The study queried 619 executives and staff employees who work primarily in privacy, compliance and IT security in the United States.
The study queried 619 executives and staff employees who work primarily in privacy, compliance and IT security in the United States.

As the number of data breaches increases, a recent study found 52 percent of the companies surveyed had experienced a breach, an increase from 49 percent, and despite the increase, it appears that execs are not as involved as they should be in data breach planning.

The study queried 619 executives and staff employees who work primarily in privacy, compliance and IT security in the United States and found that despite the likelihood of a breach occurring, many company leaders aren't actively engaged and avoid responsibility for the effectiveness of their data breach preparedness plan, according to the Ponemon Institute's Fourth Annual Study: Is Your Company Ready for a Big Data Breach?.
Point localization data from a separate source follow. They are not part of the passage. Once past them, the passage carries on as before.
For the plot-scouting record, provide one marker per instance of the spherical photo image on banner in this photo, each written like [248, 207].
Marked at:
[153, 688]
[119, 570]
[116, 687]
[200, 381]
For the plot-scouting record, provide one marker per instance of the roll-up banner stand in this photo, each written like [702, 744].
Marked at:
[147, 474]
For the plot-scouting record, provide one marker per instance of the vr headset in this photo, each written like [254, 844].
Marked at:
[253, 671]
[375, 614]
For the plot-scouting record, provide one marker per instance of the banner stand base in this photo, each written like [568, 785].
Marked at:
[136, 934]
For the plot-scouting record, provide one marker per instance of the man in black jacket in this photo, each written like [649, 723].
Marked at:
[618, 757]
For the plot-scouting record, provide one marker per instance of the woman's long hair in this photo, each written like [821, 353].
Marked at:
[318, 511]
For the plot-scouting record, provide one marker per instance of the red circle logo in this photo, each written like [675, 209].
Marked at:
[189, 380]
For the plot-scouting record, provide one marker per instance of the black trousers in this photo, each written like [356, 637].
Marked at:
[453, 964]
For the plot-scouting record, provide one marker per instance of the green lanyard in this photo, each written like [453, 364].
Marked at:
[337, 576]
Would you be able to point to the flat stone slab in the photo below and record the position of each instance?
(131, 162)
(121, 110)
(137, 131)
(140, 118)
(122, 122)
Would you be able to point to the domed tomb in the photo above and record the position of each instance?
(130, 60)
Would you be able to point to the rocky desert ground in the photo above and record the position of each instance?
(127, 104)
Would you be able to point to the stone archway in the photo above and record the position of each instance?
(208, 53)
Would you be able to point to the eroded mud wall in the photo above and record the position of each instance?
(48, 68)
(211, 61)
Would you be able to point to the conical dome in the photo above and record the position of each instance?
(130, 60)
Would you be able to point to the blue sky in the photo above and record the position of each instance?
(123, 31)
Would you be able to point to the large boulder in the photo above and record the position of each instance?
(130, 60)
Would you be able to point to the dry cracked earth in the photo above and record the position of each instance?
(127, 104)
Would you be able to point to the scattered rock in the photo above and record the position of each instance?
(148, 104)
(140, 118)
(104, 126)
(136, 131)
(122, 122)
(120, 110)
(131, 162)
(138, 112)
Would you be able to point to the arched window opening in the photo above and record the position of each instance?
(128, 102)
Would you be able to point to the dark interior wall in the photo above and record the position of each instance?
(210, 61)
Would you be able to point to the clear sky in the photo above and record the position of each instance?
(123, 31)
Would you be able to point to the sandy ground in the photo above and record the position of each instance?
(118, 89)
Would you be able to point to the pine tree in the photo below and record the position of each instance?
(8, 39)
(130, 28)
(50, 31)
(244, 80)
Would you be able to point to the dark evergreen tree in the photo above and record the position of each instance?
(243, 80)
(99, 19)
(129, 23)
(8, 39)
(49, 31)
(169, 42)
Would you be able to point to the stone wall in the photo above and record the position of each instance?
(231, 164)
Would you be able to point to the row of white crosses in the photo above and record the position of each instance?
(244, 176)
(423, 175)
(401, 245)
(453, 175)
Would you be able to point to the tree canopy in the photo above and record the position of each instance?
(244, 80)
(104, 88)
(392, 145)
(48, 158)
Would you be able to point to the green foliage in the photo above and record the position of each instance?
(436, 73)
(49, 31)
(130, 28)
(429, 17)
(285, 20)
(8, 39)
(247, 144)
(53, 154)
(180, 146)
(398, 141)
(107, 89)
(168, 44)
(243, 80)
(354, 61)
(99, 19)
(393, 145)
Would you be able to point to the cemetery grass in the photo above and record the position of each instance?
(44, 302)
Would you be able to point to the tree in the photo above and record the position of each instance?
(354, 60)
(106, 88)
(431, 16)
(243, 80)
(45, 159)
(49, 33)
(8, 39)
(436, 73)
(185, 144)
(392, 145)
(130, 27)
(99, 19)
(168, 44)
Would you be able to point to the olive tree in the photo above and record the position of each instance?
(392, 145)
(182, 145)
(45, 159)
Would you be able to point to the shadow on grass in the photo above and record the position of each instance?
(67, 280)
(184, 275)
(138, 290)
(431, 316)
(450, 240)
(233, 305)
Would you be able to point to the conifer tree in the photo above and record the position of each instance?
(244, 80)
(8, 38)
In addition, of the 86 percent of respondents who reported having a data breach plan, 42 percent said it was very effective or effective and although it's a significant increase over 2015 satisfaction rate of 34 percent,  researchers said in the report that it's in the interest of companies to improve their plans.

The report found that 57 percent of respondents said their company's board of directors, chairman and CEO were not informed and involved in plans to deal with a possible data breach and 34 percent of respondents said the board does understand the specific security threats facing their organization.

 “To be effective, data breach response plans need senior level involvement,” researchers said in the report. “Most boards of directors, chairmen and CEOs are not actively engaged, and avoid responsibility, in data breach preparedness.”

To make matters worse, only 41 percent of respondents said their company is able to respond to a data breach involving business confidential information and intellectual property and only 27 percent said they are confident in their ability to minimize the financial and reputational consequences of a material data breach, the report said.

Despite the lack of involvement, the report found that data breaches came in second when respondents behind poor customer service and before product recalls with 23 percent of respondents reporting that a data breach would have a greatest impact on their organizations reputation,

In order to address these issues, researchers said an up to date data breach response plan is a crucial but often missed step when and that while most companies may have a data breach response plan, its often not regularly reviewed or frequently updated. In addition, researchers recommended more involvement from upper management when developing breach response plans.